🤖 AI Summary
True3D Labs released a demo called WindowMode that turns your laptop screen into a convincing “window” into a 3D scene by using ordinary webcams and head tracking rather than specialized hardware. The NextJS demo uses MediaPipe’s FaceLandmarker to detect eye positions and estimates head distance from the webcam using apparent eye diameter plus the camera FOV. That metric head pose is used to compute an off‑axis projection matrix (implemented in their spatial-player library), so the scene is re‑rendered from the user’s real viewpoint—creating parallax and depth that make the content appear to sit behind the screen. Landmark processing runs in a small web worker for responsiveness, and the demo renders voxel scenes (.vv) and volumetric videos (.splv) using a splat-based renderer.

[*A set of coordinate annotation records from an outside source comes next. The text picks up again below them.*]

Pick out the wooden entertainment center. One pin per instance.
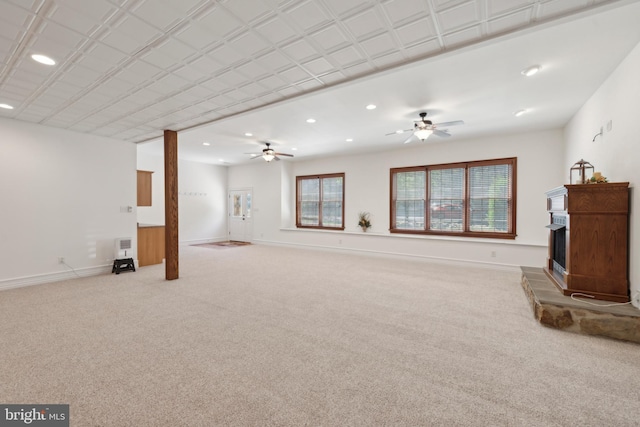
(588, 240)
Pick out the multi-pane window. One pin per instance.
(320, 201)
(470, 199)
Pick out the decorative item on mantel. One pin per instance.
(580, 171)
(597, 178)
(363, 220)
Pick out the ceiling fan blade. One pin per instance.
(399, 132)
(441, 133)
(408, 140)
(453, 123)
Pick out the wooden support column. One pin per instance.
(171, 203)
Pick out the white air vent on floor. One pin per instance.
(123, 248)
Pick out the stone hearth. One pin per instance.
(553, 309)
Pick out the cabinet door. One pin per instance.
(144, 188)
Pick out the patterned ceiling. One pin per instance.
(128, 69)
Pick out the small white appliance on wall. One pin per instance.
(123, 248)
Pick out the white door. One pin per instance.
(240, 223)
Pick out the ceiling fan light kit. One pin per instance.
(423, 128)
(269, 154)
(423, 134)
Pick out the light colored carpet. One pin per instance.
(270, 336)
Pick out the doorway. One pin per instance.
(240, 215)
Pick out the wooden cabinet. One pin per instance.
(588, 240)
(150, 244)
(144, 188)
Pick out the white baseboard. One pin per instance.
(54, 277)
(203, 241)
(396, 255)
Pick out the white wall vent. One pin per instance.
(123, 248)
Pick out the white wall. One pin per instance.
(367, 189)
(616, 153)
(202, 199)
(63, 194)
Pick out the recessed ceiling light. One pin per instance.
(530, 71)
(43, 59)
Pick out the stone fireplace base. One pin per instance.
(553, 309)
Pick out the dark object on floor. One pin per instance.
(125, 264)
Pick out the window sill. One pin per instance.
(375, 234)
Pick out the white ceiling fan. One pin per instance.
(269, 154)
(423, 128)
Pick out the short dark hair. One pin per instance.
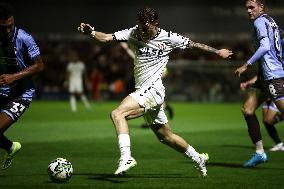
(147, 14)
(263, 2)
(5, 11)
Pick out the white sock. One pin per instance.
(124, 145)
(73, 103)
(86, 102)
(191, 153)
(259, 147)
(12, 147)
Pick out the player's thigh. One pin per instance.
(161, 130)
(252, 100)
(5, 122)
(129, 108)
(12, 111)
(280, 106)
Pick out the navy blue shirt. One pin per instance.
(15, 56)
(269, 48)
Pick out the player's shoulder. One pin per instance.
(168, 34)
(261, 20)
(23, 35)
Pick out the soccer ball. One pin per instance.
(60, 170)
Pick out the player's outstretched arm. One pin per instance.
(244, 85)
(224, 53)
(87, 29)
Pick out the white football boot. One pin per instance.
(201, 164)
(125, 165)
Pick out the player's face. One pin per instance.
(6, 28)
(254, 9)
(147, 30)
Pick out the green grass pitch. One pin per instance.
(49, 130)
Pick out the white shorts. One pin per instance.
(270, 105)
(76, 87)
(151, 98)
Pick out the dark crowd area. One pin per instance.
(193, 75)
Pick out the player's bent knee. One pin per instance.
(268, 121)
(116, 114)
(247, 111)
(164, 139)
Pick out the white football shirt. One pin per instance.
(150, 57)
(76, 71)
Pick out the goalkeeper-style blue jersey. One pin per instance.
(267, 36)
(15, 56)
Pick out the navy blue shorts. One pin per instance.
(15, 107)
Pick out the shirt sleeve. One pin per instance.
(178, 41)
(263, 48)
(123, 35)
(262, 35)
(33, 49)
(261, 28)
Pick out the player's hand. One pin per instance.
(85, 28)
(6, 79)
(243, 86)
(241, 69)
(225, 53)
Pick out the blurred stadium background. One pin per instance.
(193, 75)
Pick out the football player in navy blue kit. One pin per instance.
(19, 60)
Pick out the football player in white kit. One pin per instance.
(76, 71)
(151, 46)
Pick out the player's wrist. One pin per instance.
(93, 33)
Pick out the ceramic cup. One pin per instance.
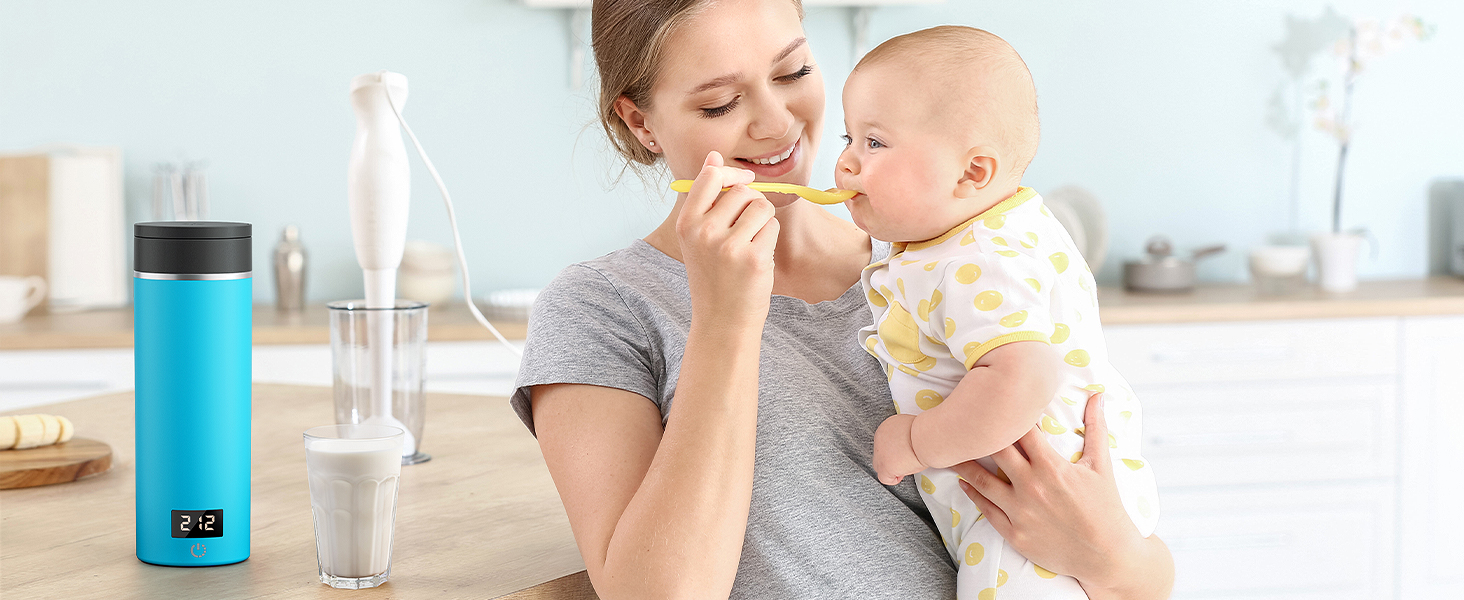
(18, 296)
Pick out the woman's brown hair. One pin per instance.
(630, 41)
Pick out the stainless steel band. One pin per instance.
(193, 277)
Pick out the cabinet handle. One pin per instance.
(1229, 542)
(1220, 439)
(1246, 354)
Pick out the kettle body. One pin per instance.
(192, 327)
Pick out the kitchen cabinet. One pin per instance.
(1432, 479)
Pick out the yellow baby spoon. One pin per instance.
(808, 193)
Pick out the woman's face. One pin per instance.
(740, 79)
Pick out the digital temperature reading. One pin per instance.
(198, 523)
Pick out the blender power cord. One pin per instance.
(457, 239)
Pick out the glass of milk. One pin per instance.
(353, 498)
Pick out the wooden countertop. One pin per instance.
(480, 520)
(1242, 302)
(111, 328)
(453, 322)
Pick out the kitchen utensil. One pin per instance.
(830, 196)
(192, 316)
(355, 331)
(1163, 272)
(353, 473)
(289, 268)
(1084, 218)
(426, 272)
(19, 294)
(60, 463)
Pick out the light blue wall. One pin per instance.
(1155, 106)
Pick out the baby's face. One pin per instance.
(898, 158)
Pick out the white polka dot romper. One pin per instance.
(1009, 274)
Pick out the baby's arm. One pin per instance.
(994, 404)
(999, 400)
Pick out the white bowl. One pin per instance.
(1280, 261)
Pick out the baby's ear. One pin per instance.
(981, 170)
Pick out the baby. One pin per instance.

This matters because it provides a practical, software-only way to deliver head‑tracked, gaze‑contingent 3D experiences across standard devices—useful for volumetric video playback, spatial UI experiments, AR/VR-lite interfaces, and more. Developers can try spatial-player from npm and create content with spatialstudio (pip), and the team says both tools will be open‑sourced soon. The approach’s key technical takeaways are reliable eye-based distance estimation, off‑axis projection for portal realism, support for voxel/volumetric formats, and a lightweight architecture suitable for web deployment.